Personnaliser plutôt que diffuser à l’aveugle
Un journaliste spécialisé en économie n’attend pas le même niveau d’information qu’un média local, un titre professionnel ou un podcast. La personnalisation ne signifie pas réécrire intégralement chaque contenu. Elle consiste à sélectionner les éléments les plus utiles pour l’interlocuteur. Un message court, contextualisé et honnête sur son objet est plus professionnel qu’une relance générique adressée à des contacts non concernés.
Le suivi doit aussi distinguer les résultats visibles des résultats utiles. Une retombée dans un média spécialisé, l’obtention d’un échange avec un journaliste clé ou une citation exacte d’un porte-parole peuvent avoir davantage de valeur qu’un volume élevé de mentions peu qualifiées. L’évaluation porte donc sur la qualité des relais, pas uniquement sur leur nombre.
Les acteurs et métiers derrière les relations médias
Selon la taille de la structure, les relations presse sont pilotées en interne, confiées à une agence ou accompagnées par un consultant. L’attaché de presse, le chargé de relations presse, le responsable relations médias, le consultant médias ou l’agent de presse partagent une mission commune : rendre l’information compréhensible, pertinente et accessible aux bonnes personnes.
Leur travail dépasse l’écriture d’un communiqué. Il comprend la veille médiatique, l’identification des opportunités, la préparation d’interviews, le conseil aux dirigeants, l’organisation de points presse et l’analyse des retombées. Dans les secteurs techniques, ils jouent aussi un rôle de médiation scientifique ou de vulgarisation. Ils doivent éviter les raccourcis sans noyer les journalistes sous des documents complexes.

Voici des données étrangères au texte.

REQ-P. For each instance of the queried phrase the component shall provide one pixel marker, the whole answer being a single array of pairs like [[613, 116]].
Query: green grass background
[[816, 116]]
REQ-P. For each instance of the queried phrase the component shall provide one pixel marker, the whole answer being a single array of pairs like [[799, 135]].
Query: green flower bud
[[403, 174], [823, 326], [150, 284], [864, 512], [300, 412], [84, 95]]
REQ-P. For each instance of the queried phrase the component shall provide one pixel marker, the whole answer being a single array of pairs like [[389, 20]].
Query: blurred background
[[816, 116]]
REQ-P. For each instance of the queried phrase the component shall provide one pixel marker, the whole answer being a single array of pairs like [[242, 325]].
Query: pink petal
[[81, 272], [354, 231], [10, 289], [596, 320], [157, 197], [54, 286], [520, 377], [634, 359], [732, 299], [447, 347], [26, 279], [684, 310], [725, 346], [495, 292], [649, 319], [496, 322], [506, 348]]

Une fonction qui a évolué avec les usages d’information
Les relations presse se sont structurées avec l’essor de la presse et de la profession de journaliste. Elles se sont ensuite professionnalisées au fil des crises, de la communication corporate et de l’apparition de nouveaux canaux. Aujourd’hui, les réseaux sociaux, les moteurs de recherche et les algorithmes influencent fortement la découverte de l’information. Les professionnels doivent donc connaître les logiques numériques sans confondre visibilité algorithmique et intérêt journalistique.
Éthique, transparence et responsabilité : les conditions de la confiance
La recherche d’une couverture médiatique ne justifie ni l’exagération ni la dissimulation. Une relation durable avec les médias repose sur des informations exactes, des chiffres contextualisés, des visuels clairement identifiés et la capacité à reconnaître ce qui n’est pas encore établi. En communication de crise, cette exigence devient particulièrement forte : répondre rapidement ne doit pas conduire à répondre de manière imprécise.
Les chartes professionnelles, les codes déontologiques et les règles propres aux plateformes offrent des repères utiles. Ils invitent notamment à distinguer clairement l’éditorial du contenu sponsorisé, à signaler les partenariats avec des influenceurs et à éviter l’astroturfing, qui consiste à simuler un soutien spontané. Une communication responsable ne cherche pas uniquement à occuper l’espace médiatique. Elle contribue à une information plus claire, proportionnée et loyale envers les publics.